Pearman and crew got started by stripping a steel-bodied Series 1 E-Type clean, building it back into its timelessly sensual form with aluminum panels shaped on an English Wheel. Instead of merely remaking it in 1963 spec, Eagle explains it relied on modern-grade aluminum and meticulous fitment to exceed by many times the tolerance standards originally set by Jaguar’s Competitions Department. The specialized team of craftsmen spent 2,500 hours on this exterior build stage alone, recapturing the original curves and creases while adding subtle performance enhancements like a deeper rear ramp angle and enlarged wheel arches built to house 16-in magnesium-alloy wheels.
Of course, 2,500 hours was but a fraction of the final timesheet. Much of Eagle’s blood, sweat and tears dripped below the sumptuous aluminum skin, where work started with swapping the iron block of the six-cylinder engine for an aluminum block, just the way Jaguar did on the original Lightweights so many years ago. It also added in a wide-angle head to improve breathing and bespoke crankshaft, pistons and connecting rods for better responsiveness and durability. As with Eagle’s other builds, displacement was bumped to 4.7 liters.
The overhauled powerplant puts out 380 bhp at 5,750 rpm and 375 lb-ft of torque at 4,000 rpm. Eagle describes a flat torque curve creating effortless speed before the straight-six howls its way toward redline. The engine pairs with a fully reengineered syncromesh five-speed gearbox encased in magnesium. Eagle pegs peak performance at 170 mph+ (274 km/h+) and under five seconds between 0 and 60 mph (96.5 km/h).
Job well done, right? Perhaps, if Eagle’s goal was to create an all-out track performer like the original, but it still had a separate pile of work ahead of it. To give the car the comfort and drivability of a proper Lightweight GT, it dialled in the suspension with custom Ohlins adjustable dampers and tweaked geometry, bushings and spring rates. It then brought in modern four-piston servo-assisted vented disc brakes.
Inside the doors, Eagle increased legroom by tweaking the floorpan, pedal mountings and rear bulkhead. It also overhauled the seats for better long-term comfort and safety, going so far as to 3D-print more ergonomic adjustment levers. A carefully integrated A/C developed in-house and modern thermal insulation leave the fiery hot race car cabin behind in the 20th century.
The final result, as you can see, is absolutely gorgeous: a modern E-Type Lightweight that stops the scale needle dead at 2,242 lb (1,017 kg), even with the air conditioner and additional mod-cons.

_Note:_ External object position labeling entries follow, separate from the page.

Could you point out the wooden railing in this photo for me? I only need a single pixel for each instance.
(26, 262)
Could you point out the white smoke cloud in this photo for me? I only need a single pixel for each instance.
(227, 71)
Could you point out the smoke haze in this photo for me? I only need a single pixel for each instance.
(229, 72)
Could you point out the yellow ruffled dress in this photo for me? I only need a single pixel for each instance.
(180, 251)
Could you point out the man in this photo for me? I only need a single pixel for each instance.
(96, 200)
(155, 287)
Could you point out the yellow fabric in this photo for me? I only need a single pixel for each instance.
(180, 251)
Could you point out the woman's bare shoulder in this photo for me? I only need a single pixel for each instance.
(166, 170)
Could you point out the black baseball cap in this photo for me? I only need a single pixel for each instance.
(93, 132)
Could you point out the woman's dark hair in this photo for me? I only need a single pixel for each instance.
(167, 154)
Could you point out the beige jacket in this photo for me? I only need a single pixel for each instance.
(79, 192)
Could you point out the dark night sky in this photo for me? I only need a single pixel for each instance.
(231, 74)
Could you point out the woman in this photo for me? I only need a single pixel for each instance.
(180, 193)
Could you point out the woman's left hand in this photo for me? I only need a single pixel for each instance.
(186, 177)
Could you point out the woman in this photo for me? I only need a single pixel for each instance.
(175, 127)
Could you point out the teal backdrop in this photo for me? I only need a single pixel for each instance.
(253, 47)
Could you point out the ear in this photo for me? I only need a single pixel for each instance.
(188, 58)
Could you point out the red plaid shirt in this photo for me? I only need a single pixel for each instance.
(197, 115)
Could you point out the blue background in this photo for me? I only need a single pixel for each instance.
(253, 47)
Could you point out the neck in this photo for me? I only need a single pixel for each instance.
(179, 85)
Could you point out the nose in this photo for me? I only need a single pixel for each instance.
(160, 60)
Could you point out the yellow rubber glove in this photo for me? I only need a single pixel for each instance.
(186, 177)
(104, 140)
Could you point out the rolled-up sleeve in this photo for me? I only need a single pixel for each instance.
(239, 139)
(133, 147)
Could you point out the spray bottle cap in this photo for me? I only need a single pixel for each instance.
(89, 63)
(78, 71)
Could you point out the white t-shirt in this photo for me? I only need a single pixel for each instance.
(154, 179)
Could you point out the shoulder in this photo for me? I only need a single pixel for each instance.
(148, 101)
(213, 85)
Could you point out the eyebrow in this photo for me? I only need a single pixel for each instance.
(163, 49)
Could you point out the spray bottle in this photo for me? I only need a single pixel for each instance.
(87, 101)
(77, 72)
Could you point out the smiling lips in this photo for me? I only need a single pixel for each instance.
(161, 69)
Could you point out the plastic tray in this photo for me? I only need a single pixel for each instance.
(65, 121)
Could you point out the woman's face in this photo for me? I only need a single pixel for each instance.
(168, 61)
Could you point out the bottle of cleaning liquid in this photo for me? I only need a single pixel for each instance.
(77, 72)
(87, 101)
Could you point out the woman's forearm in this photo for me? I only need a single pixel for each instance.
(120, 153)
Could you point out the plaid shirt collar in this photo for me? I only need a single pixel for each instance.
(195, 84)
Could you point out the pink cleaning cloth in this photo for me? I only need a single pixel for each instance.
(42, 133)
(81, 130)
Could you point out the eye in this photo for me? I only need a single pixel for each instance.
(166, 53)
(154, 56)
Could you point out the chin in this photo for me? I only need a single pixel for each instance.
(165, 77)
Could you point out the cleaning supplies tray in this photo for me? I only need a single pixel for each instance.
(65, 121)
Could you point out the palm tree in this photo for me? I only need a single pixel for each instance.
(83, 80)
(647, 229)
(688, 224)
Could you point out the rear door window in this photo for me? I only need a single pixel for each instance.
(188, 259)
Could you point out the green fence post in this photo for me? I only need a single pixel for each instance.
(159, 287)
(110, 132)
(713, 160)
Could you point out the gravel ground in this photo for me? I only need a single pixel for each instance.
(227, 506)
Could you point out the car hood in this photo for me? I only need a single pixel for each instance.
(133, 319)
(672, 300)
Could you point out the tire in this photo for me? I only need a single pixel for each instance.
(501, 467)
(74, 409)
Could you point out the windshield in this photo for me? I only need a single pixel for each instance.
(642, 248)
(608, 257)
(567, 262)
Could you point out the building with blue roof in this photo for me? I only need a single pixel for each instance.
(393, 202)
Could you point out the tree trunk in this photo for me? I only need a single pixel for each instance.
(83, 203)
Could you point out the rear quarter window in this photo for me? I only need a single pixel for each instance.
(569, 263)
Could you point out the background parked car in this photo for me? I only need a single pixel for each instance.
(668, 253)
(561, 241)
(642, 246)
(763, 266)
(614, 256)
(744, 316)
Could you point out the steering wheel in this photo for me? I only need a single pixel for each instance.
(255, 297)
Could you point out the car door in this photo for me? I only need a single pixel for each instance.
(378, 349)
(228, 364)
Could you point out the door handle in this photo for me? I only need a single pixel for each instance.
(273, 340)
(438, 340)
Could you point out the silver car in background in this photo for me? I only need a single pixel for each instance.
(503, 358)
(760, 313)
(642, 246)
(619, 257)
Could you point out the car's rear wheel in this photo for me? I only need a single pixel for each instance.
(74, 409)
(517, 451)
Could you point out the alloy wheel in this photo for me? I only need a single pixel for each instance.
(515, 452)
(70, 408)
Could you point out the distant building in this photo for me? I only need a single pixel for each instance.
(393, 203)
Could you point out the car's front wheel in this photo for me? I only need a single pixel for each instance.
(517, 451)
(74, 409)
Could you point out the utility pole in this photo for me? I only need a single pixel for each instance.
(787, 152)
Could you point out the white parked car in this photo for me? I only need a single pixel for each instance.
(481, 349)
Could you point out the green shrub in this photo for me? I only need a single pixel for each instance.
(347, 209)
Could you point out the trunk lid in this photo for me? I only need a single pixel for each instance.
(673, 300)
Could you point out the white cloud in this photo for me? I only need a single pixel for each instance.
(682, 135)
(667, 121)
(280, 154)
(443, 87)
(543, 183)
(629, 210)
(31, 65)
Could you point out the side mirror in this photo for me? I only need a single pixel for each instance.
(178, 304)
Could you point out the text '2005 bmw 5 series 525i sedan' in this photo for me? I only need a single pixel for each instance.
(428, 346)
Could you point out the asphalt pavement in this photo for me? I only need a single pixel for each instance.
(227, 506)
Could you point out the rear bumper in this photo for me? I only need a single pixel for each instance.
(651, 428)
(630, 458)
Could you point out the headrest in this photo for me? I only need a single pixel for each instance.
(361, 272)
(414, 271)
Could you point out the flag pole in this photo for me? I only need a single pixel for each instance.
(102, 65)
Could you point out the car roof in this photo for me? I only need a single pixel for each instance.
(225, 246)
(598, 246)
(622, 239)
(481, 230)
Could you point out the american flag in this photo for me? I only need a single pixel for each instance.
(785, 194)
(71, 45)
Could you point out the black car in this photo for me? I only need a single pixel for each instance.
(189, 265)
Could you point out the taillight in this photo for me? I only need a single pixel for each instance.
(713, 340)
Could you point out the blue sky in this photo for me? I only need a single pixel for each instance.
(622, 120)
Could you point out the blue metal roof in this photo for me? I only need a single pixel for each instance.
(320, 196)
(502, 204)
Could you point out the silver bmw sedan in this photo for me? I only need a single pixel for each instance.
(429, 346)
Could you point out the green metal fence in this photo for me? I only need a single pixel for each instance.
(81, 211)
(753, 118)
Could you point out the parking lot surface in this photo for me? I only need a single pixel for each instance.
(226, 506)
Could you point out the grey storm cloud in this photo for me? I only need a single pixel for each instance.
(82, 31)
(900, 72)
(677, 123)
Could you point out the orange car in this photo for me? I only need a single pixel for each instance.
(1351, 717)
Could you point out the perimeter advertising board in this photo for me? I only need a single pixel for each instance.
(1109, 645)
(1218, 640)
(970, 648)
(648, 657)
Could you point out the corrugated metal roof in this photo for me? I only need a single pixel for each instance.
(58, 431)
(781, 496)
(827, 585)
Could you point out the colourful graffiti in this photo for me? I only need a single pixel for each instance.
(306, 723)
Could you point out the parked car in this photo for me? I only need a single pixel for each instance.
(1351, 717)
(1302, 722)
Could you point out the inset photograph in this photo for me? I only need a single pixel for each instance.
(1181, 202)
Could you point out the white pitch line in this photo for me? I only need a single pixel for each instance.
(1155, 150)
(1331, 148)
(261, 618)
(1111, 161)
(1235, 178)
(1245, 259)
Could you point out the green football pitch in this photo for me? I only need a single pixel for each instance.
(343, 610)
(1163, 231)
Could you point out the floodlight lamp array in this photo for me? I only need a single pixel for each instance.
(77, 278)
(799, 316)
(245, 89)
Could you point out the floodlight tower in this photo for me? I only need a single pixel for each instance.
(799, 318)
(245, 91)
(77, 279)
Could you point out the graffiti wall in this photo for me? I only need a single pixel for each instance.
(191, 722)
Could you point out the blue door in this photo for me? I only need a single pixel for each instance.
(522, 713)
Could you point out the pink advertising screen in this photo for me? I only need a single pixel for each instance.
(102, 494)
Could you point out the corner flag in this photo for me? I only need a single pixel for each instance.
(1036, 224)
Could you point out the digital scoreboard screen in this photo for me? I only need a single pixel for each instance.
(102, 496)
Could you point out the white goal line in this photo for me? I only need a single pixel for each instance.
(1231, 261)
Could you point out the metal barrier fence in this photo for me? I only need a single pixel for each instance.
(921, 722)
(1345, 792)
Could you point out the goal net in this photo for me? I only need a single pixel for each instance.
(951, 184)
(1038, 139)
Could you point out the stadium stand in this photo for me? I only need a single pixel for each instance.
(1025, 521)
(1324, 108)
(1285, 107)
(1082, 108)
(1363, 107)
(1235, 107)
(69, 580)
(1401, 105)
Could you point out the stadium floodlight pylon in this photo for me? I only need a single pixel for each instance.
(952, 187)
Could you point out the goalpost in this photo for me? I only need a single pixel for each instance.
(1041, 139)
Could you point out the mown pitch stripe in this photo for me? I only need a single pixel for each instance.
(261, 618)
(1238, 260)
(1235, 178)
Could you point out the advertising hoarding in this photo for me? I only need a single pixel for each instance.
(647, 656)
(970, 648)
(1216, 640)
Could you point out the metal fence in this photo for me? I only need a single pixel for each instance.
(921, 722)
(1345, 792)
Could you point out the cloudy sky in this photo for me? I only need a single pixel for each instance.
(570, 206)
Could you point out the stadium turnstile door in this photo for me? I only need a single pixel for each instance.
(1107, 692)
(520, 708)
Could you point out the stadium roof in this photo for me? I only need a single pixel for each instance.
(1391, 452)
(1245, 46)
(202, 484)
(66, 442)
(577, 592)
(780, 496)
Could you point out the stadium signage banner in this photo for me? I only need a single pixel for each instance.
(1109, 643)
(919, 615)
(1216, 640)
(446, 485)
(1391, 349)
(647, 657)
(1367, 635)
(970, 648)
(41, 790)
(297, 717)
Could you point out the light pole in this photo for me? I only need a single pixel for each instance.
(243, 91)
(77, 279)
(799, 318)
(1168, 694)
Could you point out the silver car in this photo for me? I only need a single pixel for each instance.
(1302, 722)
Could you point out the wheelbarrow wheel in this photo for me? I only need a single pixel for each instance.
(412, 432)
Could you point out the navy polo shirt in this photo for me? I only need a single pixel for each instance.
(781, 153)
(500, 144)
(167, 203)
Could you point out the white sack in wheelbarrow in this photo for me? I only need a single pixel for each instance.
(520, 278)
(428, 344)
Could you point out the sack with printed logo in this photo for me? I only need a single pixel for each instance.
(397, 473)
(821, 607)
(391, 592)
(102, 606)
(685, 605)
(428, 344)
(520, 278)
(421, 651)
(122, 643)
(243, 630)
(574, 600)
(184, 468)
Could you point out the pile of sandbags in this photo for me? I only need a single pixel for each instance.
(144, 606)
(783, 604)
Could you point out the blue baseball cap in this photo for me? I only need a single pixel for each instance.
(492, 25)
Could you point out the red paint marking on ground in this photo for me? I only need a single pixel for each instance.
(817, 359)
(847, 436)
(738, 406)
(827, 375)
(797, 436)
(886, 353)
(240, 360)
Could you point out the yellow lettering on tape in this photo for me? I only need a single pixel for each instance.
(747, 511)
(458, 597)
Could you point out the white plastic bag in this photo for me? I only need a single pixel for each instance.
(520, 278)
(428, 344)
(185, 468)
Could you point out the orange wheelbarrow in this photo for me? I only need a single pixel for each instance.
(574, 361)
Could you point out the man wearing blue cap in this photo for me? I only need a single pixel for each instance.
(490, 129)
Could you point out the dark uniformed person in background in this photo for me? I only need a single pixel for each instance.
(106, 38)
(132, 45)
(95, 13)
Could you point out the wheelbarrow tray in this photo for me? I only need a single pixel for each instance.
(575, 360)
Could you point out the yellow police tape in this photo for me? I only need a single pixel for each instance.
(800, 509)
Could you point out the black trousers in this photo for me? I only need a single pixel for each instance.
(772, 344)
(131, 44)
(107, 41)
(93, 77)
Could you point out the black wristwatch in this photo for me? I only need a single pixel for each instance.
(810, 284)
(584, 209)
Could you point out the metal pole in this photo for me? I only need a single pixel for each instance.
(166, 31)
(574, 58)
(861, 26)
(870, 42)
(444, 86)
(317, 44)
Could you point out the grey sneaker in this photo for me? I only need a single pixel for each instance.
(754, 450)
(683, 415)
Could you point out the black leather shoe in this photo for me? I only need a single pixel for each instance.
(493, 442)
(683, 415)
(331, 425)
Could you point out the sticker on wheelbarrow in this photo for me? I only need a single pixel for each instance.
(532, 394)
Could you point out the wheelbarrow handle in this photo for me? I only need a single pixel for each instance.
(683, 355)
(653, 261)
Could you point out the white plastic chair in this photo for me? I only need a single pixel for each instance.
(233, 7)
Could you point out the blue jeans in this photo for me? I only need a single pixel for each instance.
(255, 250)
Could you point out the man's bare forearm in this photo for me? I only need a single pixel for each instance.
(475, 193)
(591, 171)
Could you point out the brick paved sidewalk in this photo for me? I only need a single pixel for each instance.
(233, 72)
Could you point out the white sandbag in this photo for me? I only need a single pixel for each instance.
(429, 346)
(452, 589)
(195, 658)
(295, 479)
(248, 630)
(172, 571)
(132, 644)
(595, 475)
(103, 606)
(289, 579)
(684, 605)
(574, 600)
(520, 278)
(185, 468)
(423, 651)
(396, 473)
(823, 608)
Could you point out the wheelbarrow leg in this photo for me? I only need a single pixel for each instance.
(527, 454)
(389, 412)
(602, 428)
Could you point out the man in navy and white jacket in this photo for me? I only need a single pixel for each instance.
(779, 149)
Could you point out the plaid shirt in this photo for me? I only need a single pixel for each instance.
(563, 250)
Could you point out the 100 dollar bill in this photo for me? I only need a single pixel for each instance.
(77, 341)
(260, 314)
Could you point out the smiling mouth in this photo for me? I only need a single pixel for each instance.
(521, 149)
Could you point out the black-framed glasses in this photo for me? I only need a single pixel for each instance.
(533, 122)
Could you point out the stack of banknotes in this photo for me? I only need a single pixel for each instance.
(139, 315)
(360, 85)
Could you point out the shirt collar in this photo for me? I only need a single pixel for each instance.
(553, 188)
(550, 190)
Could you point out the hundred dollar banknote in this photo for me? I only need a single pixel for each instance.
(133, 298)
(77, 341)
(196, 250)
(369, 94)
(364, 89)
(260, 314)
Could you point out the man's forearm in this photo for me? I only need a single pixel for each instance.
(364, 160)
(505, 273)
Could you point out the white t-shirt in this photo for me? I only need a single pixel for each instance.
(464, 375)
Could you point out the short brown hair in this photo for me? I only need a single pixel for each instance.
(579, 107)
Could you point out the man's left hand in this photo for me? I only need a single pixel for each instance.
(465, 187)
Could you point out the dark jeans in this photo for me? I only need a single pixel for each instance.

After completing Lightweight GT number 1, Eagle is now offering Lightweight GTs to other buyers. It doesn’t hint at how much of their liquid assets buyers will need to sign away, but looking at the near-US$900,000 price of the last new Eagle E-Type special edition we covered tells us it will be quite a bit. And since Eagle only plans to build exactly two special edition models — of all four variations it offers, not just the Lightweight GT — per year, it stands to reason that if you really have to ask … well, you should probably be doing so in Pearman’s office, ready to lay down a deposit.